Monday, 7 May 2012

The Fisherman's Retreat, Ramsbottom

Every time we go to the Fisherman's Retreat, I feel like I'm returning to an old friend. We've been going for a few years now, and during that period it's changed from a country pub in the middle of nowhere to a rather swish venue indeed. The new dining room overlooks the hillside, with floor to ceiling windows covering the end of the building.
As well as serving up some cracking food, they also specialise in whisky (they have a room dedicated to the stuff) and real ale. The site started as a fishery, and the restaurant developed from that. Well, I suppose fishing is cold and wet work. I'd rather just stay in the warmth to be honest...

The family who run the Fisherman's Retreat have a strong ethos when it comes to the food they produce. Everything on the menu is home made, and most of the meat home reared. The rest is picked from local farms. The meat is butchered on site to their required specifications, and everything is hung for at least 6 weeks. 

We always struggle for something to do on bank holidays. Generally we find ourselves eating out, so why change the habit of a lifetime? We were on the hunt for warming comfort food. It might well be May, but no-one told the weather!

My husband had the oxtail soup to start. This by rights was more of a stew than a soup! It came with a tangy Lancashire cheese crouton. Absolutely perfect. Deep meaty flavour and a piece of cheesy bread saturated in the juice. Heaven.
I opted for the soup off the specials; creamy leek and potato. Again, this was really smooth and rich, and came with a chunk of cheese bread. Portion sizes are generous, but I was dealing with serious levels of hunger...
For mains, my husband had suckling pig roast and I had a 10oz gammon (you can pick from different sizes depending on your apetite). The pork came in a thick gravy with crisp vegetables. The gammon comes with arguably some of the best chips around! My only slight criticism is the fact they have changed their pepper sauce. The one they serve is absolutely gorgeous, but they used to do a really thick creamy one with pieces of red pepper in it. Bring back the old pepper sauce! 
The Fisherman's Retreat excel in two areas; meat (covered) and desserts. A while ago I found myself obsessed with bakewell tart. I mean besotted. I would hunt it down and travel to find the perfect example. See Gilbert Scott. I still think the Fisherman's bakewell is hard to beat. Sadly it is now missing from the menu... (note to Fisherman's Retreat, please send me the recipes for your pepper sauce and bakewell tart... and you'll not hear another peep about it!) 

However, today we tried the sticky toffee pudding with custard and the white chocolate cheesecake.

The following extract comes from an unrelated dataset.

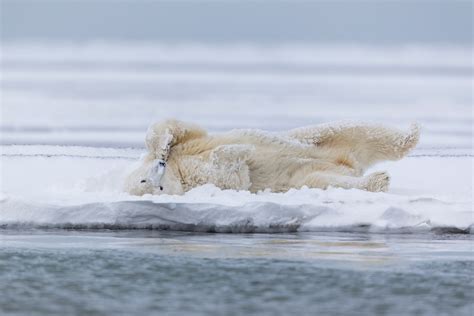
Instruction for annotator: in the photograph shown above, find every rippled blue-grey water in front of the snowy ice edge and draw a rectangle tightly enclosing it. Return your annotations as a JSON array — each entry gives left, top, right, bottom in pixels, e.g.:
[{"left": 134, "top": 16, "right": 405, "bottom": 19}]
[{"left": 0, "top": 230, "right": 474, "bottom": 315}]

Regardless of restaurant stature, you'll find it difficult to beat these, really. The pudding is light and spicy, and the cheesecake smooth and tangy with a crumbly ginger base. 
My husband refused to leave without trying one of the real ales on the menu. He opted for Pendle Pride. Before he purchased a pint, the waitress brought a sample for him to try, and explained that it is stored in whisky casks so has a unique taste. It tasted like the ale has been next to some sort of fragrant fire! Not my bag, but he loved it! 
The Fisherman's Retreat is a long term favourite, so I'll definitely be back. Try it, you'll love it!

Disclaimer: The Fisherman's Retreat did not pay me to do this review. I did it because I'm rather fond of their gammon, and their desserts are second to none.